In the latest book, And Another Thing..., it is revealed that there are other Arthur Dents in the different dimensions of the book series, but they are all deceased, due to various mishaps of fate, so that only the Arthur who was rescued from Earth remains. One briefly appears in the book, wearing Arthur's traditional dressing gown and slippers, and is destroyed with the rest of Earth by the Grebulons. Ford almost sees him, but searches for a drink and misses him being vaporized.

==Arthur's "death"==
Arthur dies in the fifth installment of the book series, Mostly Harmless, in a club called Beta (owned by Stavro Mueller) when the Earth and all its duplicates are seemingly destroyed by the Grebulons. Adams frequently expressed his disdain for this ending in retrospect, claiming that it was too depressing and came about as the result of him having a bad year.

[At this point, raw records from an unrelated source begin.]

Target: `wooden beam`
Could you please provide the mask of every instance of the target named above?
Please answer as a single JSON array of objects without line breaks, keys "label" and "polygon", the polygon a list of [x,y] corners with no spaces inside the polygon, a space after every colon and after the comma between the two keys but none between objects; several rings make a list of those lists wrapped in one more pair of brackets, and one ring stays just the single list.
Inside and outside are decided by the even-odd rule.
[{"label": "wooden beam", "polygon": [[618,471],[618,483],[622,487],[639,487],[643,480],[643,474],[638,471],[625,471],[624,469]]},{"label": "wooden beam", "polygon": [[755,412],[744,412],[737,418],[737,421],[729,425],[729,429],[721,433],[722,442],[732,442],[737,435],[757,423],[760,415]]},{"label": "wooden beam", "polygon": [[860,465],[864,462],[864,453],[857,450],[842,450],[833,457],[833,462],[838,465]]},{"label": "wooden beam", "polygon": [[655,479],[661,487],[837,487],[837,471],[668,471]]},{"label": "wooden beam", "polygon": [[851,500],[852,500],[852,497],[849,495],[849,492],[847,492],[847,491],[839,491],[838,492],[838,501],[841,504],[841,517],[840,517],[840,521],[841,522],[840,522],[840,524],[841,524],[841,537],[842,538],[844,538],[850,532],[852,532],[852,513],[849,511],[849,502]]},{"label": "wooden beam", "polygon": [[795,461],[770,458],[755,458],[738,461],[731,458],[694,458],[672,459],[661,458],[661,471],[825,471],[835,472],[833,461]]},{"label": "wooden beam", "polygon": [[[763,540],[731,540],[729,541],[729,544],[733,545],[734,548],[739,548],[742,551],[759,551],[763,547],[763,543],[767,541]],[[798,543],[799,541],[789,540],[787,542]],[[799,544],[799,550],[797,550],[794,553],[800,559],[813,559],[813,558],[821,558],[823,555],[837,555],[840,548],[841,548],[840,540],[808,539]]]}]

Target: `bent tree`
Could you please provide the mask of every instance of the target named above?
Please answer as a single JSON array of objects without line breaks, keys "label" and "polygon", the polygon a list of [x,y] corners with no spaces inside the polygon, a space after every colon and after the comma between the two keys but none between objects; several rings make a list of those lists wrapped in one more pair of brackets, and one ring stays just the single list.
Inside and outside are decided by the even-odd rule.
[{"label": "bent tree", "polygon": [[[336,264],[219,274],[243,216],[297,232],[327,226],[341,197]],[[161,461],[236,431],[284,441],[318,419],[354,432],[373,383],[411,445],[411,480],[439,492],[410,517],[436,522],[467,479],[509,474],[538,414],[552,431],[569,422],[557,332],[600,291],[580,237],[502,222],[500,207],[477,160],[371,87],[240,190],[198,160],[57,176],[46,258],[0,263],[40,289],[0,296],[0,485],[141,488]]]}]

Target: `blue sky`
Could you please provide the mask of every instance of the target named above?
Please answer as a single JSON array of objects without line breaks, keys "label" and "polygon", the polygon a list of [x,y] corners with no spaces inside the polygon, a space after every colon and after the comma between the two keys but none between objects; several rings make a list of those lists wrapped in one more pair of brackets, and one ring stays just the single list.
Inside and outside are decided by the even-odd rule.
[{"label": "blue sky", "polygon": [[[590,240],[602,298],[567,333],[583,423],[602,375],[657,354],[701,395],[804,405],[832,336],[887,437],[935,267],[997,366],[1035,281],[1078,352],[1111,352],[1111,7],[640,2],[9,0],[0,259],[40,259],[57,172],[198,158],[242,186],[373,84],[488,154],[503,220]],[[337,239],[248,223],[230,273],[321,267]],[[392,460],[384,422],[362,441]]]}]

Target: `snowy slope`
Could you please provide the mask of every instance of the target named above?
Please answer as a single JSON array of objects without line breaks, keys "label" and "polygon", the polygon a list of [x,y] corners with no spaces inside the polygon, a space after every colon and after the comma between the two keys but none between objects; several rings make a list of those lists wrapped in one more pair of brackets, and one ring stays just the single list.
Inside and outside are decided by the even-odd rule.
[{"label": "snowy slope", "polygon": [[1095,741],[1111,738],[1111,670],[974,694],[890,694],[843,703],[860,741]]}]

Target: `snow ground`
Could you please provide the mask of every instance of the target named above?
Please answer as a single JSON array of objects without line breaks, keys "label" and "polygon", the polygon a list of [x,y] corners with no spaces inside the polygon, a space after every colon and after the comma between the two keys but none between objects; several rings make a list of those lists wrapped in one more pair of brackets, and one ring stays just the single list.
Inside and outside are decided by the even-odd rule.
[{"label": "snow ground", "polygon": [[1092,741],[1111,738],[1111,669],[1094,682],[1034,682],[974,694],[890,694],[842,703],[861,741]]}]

In the radio series, Arthur is saved by the Babel Fish, which can teleport itself, along with its carrier, out of danger. Arthur and the others who died in the books are instead teleported by their Babel Fishes to somewhere safer than Sector ZZ9 Plural Z Alpha. This is also used in Trillian's dream sequence, as the reason for their escape.

In And Another Thing..., written by Eoin Colfer, Arthur is put into a dream sequence (presumably referring to the epilogue of the radio series) and then frozen in time by the Guide Mk.2, allowing him to experience decades of life on a peaceful beach. The Guide's batteries soon run out, however, so all the main characters are re-awakened on the exploding Earth, at the exact point where Mostly Harmless left off. Zaphod then rescues them in the Heart of Gold. All alternative Arthurs are killed. In the end, Arthur travels through hyperspace on an interstellar passenger ship; he looks to the seat next to him to find Fenchurch sitting there talking to him, but he fades out of her dimension and into a new one. Materializing on the beach from his dream, he looks into the sky and discovers that the Vogons are on their way to destroy this planet.